Needless to say the films look the best I've seen. There's a 4K UHD release as well, which is what I requested for review, but they sent me the standard Blu-ray set, which doesn't have as many bonus features and, obviously, lacks the Ultra High Def image I was looking forward to. But suffice to say even the regular Blu looks pretty great for both films, minus the occasional damage to the master print that isn't any fault of theirs (a few exterior shots in Demons 2 look like they are... vibrating? I don't know how to describe it), allowing Sergio Stivaletti's makeup effects to truly shine. The man loves having teeth fall out and get replaced with bigger, gnarlier teeth, and those shots display his practical mastery in all their glory. Italian and English audio is available for both films as well, so long story short it's safe to say these will be the definitive editions for these oft-released films.

And they hold up well! It's been a while since I've seen either of them, and I was pleased to discover that after all these years, Demons remains a favorite when it comes to Italian horror, placing only under a couple of Argento's films if I were to rank the whole lot of them. The opening sequence on the subway still plays great, the pacing is strong, the supporting cast is entertaining... everything is pretty entertaining even before the damn demons show up. And yes, I know I called it a zombie movie when they're demons, but as with 28 Days Later, they function the same way (get bitten and change, swarms attacking, etc) so I feel the label is fair.

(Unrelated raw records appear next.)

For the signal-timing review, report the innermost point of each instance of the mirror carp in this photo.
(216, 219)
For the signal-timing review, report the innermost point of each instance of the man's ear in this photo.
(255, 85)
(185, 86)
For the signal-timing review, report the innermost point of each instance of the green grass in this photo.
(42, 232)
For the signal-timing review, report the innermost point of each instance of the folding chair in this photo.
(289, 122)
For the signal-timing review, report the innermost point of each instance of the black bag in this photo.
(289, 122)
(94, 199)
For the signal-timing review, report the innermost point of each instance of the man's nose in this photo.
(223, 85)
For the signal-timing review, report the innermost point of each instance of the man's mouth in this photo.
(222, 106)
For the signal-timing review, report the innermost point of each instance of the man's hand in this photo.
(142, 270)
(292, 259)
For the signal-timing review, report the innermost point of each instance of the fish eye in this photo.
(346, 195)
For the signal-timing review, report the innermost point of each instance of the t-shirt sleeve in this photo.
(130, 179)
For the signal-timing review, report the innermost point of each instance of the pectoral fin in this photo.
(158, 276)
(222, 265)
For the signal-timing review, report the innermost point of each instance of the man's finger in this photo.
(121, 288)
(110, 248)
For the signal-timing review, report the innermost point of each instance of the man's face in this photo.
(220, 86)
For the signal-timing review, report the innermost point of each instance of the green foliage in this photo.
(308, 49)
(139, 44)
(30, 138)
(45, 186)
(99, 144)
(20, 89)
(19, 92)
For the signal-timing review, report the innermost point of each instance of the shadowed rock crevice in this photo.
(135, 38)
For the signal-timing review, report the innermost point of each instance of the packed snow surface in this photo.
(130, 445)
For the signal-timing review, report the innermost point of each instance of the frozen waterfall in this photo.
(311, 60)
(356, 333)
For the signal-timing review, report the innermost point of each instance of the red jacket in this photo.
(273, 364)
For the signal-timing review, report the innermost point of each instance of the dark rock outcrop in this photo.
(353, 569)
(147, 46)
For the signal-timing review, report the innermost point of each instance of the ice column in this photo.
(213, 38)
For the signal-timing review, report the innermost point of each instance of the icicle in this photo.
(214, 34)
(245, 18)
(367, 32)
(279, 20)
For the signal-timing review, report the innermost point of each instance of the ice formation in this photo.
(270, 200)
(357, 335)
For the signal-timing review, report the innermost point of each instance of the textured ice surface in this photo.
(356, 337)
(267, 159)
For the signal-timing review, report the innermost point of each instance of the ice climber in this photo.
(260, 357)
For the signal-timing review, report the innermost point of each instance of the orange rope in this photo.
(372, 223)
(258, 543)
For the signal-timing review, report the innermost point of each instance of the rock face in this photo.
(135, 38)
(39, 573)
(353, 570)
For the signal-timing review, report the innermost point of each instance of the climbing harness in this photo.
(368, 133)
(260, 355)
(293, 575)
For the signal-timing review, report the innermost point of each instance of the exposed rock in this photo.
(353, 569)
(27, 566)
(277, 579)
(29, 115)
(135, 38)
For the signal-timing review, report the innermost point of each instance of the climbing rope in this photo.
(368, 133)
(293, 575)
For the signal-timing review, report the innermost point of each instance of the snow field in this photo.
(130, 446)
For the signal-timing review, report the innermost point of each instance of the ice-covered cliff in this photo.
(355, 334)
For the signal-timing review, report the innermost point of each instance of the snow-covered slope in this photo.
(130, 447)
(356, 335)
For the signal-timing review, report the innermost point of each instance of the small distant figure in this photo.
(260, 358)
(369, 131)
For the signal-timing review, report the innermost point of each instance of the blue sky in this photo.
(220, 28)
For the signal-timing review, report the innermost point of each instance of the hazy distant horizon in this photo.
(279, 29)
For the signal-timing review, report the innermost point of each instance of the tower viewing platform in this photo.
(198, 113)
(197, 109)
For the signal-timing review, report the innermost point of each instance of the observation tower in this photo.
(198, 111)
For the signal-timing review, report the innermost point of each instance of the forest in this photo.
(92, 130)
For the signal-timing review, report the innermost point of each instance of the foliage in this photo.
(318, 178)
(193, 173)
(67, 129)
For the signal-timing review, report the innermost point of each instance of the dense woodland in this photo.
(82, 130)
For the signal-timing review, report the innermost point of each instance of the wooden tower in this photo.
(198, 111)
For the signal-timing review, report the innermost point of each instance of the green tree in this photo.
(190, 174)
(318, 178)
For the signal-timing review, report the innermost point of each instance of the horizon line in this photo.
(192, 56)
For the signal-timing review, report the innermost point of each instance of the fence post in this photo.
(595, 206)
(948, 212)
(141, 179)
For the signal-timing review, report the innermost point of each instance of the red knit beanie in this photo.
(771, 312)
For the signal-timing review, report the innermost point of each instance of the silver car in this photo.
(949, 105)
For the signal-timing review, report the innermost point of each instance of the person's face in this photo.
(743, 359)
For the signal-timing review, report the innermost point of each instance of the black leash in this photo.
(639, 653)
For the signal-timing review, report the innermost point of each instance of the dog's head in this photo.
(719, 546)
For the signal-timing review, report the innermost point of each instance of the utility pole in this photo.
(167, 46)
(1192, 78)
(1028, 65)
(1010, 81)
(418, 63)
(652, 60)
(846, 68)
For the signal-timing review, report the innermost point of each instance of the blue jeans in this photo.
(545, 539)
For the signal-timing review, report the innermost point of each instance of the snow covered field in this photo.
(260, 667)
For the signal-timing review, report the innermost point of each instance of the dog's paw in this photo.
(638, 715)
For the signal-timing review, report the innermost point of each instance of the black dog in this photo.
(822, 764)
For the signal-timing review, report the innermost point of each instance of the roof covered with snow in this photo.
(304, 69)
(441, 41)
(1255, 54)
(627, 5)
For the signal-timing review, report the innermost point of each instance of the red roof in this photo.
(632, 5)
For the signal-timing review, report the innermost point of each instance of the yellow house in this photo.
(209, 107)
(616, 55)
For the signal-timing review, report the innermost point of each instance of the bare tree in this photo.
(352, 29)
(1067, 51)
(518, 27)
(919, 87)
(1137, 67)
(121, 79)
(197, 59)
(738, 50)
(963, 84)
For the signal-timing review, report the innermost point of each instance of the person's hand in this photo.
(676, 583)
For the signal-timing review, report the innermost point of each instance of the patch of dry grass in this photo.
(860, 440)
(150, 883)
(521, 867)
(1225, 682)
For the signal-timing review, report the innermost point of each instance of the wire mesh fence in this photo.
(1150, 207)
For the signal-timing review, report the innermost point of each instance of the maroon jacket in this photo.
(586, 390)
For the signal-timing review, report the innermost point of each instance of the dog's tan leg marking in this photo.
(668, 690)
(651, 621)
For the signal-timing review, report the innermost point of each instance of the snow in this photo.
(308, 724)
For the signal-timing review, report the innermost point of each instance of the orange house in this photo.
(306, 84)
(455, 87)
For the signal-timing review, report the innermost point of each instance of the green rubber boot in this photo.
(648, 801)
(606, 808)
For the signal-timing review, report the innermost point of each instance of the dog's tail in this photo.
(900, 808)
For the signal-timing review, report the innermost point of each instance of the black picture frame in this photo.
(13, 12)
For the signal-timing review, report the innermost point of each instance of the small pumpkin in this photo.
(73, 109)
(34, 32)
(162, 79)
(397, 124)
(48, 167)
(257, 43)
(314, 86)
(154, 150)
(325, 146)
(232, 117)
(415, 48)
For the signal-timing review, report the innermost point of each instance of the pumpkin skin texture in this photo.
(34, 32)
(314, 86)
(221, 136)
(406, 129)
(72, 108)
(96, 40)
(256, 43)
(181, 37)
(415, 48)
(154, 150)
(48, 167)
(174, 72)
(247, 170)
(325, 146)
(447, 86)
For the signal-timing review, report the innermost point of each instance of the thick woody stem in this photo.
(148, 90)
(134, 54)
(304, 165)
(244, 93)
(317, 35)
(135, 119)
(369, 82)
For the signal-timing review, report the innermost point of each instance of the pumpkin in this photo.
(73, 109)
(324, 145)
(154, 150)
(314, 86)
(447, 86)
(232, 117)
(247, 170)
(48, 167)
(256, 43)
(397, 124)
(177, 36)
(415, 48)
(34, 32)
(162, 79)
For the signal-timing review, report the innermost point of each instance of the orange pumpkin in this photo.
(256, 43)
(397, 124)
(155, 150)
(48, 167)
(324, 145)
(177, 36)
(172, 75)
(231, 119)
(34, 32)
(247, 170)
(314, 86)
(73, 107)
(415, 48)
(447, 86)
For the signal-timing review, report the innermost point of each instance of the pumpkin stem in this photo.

The key difference is that the more overt supernatural elements allow Bava, Stivaletti, etc. to have a little more fun and imagination with their gore/horror scenes - there's a sort of Evil Dead-esque kitchen sink attitude to the proceedings that keeps you on your toes.

This is even more evident in the second film, where a demon literally comes out of the TV (in an effect that looks like CGI before they had access to such a thing! They figured it out!) and another little Gremlin-y kinda puppet demon runs around for a while. Plus there's an evil dog out of The Thing for good measure. The sequel as a whole isn't as good as the first, and I don't recommend watching them back to back due to the sameyness (it's amusing that of the two returning cast members, one seems like he's playing the same guy while the other is a total 180 from his previous character), but it's good fun all the same, and (spoiler for 35 year old movie ahead) I like that it ends hopefully, instead of the out of nowhere downer end of the first in which our heroine suddenly becomes a demon and is nonchalantly dispatched in a world being overrun. The do-over approach in the sequel doesn't extend to its denouement; our survivors walk out into a bright sunny day and there's no indication that things are about to get worse. Yay!

As mentioned, the Blu-ray version doesn't have as many bonus features as the 4K set, but based on my research it seems everything that got left out are legacy bonus features a fan might have on previous releases anyway. The handful of new features are present on both versions, including a historian commentary for each film. The first movie is blessed with the usually fun track from Kat Ellinger, who is joined by Heather Drain, and the pair do the usual historian stuff but frequently pause their own insightful observations or history lesson by noting a particularly amusing gore effect or line reading, keeping things from getting too dry. This is sadly not the case for the second film, which is a solo track by Travis Crawford that can be a bit of a snoozer at times, as he rarely addresses the film at all and occasionally even seems to be forgetting he's doing the sequel, as he gives a history of movie-theater set horror films that seems ill-fitting for a film that does not take place in a movie theater. He also bizarrely ends it on a downer note about Asia Argento (who made her debut here), discussing her assault by Harvey W, her own sexual assault accusations from a younger actor, and the suicide of her partner - all over scenes long after her character had exited! It's weird, and once again had me thinking that these things need two people conversing over them to stay engaging.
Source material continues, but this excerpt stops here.